# **Metabolomics Data Visualisation Workflow for ANN-SS (MD-CG) [W/ SMOTE]**

This Google Colab notebook describes the metabolomics data analysis and visualisation workflow for a 2 layer artificial neural network with layer 1 consisting of multiple neurons (n = 2 to 6) with a sigmoidal activation, and layer 2 (output layer) consisting of a single neuron with a sigmoidal activation function (ANN-SS) for a binary classification outcome.

This computational workflow is described using a previously published LC-MS dataset by Sinclair et al. (2021).
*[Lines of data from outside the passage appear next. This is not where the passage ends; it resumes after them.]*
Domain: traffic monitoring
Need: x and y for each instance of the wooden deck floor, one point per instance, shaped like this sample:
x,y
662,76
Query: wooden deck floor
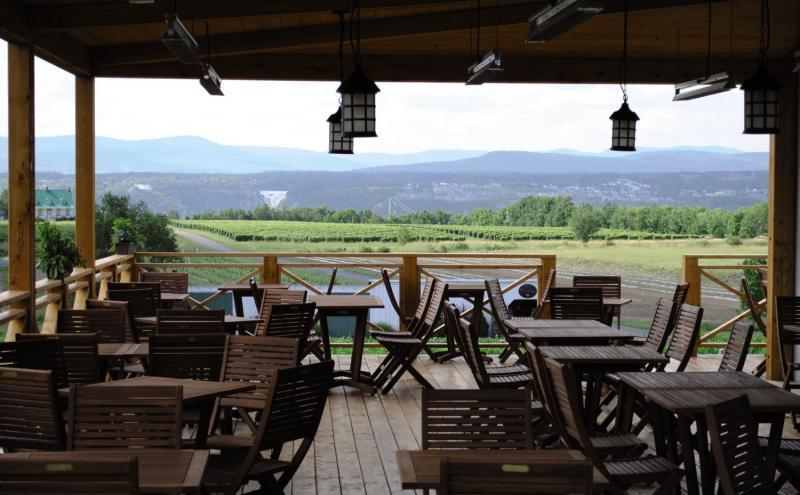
x,y
354,451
The study compared the metabolomic profiles across Parkinson's disease patients, characterised as medicated (MD; n=138) and drug-naive (DN; n=80), versus control (CG; n=56) using 8765 named metabolites. For the purpose of this computational workflow, only the MD vs CG samples were compared in a binary discriminant analysis. The deconvolved and annotated data from this study is deposited on Metabolomics Workbench (Study ID: MTBLS2266).

This computational workflow requires a dataset to be in, or converted to, a previously described standardised Excel file format (Mendez et al. 2019). This format uses the Tidy Data Framework (Wickham, 2014), where each row represents an observation (e.g. sample) and each column represents a variable (e.g. age or metabolite). Each excel file (per study) contains two sheets; a data sheet and a peak sheet. The data sheet contains the metabolite concentration together with the metadata associated for each observation (requiring the inclusion of the columns: Idx, SampleID, and Class). The peak sheet contains the additional metadata that pertains to the metabolites in the data sheet (requiring the inclusion of the columns: Idx, Name, and Label). The standardisation of this format allows for the efficient re-use of this computational workflow.
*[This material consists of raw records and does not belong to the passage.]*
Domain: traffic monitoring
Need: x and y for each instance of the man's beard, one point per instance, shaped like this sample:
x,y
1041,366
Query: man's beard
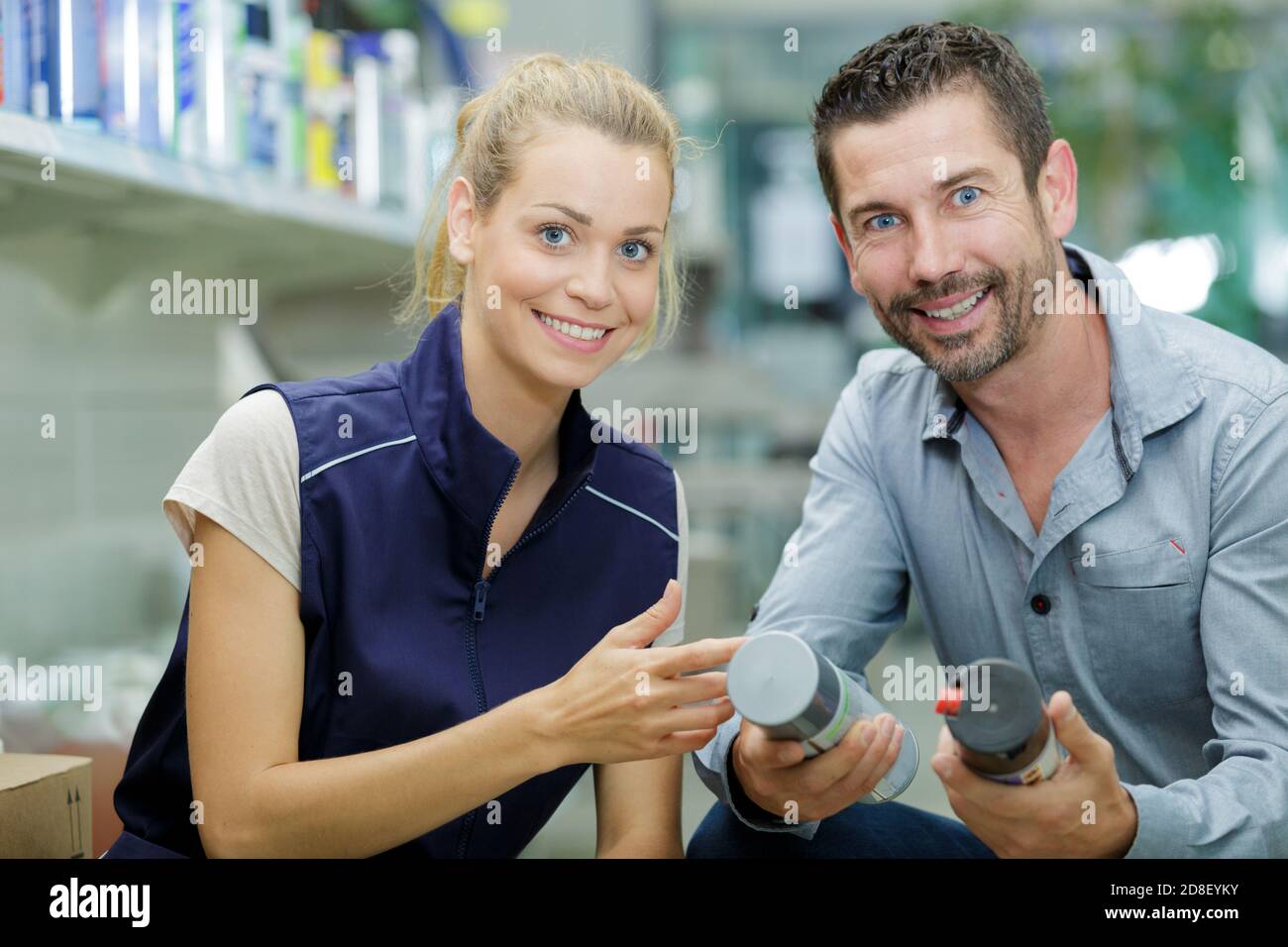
x,y
971,355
The steps included in this data analysis and visualisation workflow are:
1. Import Packages 
2. Load Data and Peak Sheet
3. Data Pre-processing
4. Split Data into Train and Test Set
5. Hyperparameter Optimisation
6. Build Model and Evaluate
7. Permutation Testing
8. Bootstrap Resampling of the Model
9. 

# Section 1 - Import Packages

Certain packages need installing onto the virtual environment prior to use.
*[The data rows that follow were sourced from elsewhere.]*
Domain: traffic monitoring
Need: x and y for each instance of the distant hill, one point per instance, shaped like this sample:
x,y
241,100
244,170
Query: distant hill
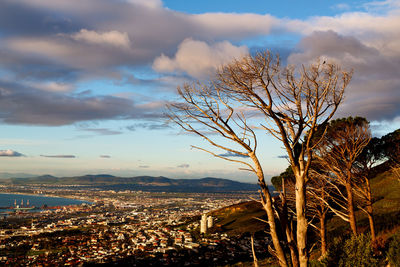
x,y
150,183
7,175
241,218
For this computational workflow the CIMCB package was installed using pip, CIMCB requires:

*   Python (>=3.5)
*   Bokeh (>=1.0.0)
*   Keras
*   NumPy (>=1.12)
*   SciPy
*   scikit-learn
*   Statsmodels
*   TensorFlow
*   tqdm



In [1]:
pip install cimcb

Looking in indexes: https://pypi.org/simple, https://us-python.pkg.dev/colab-wheels/public/simple/
Collecting cimcb
  Downloading cimcb-1.1.0-py3-none-any.whl (150 kB)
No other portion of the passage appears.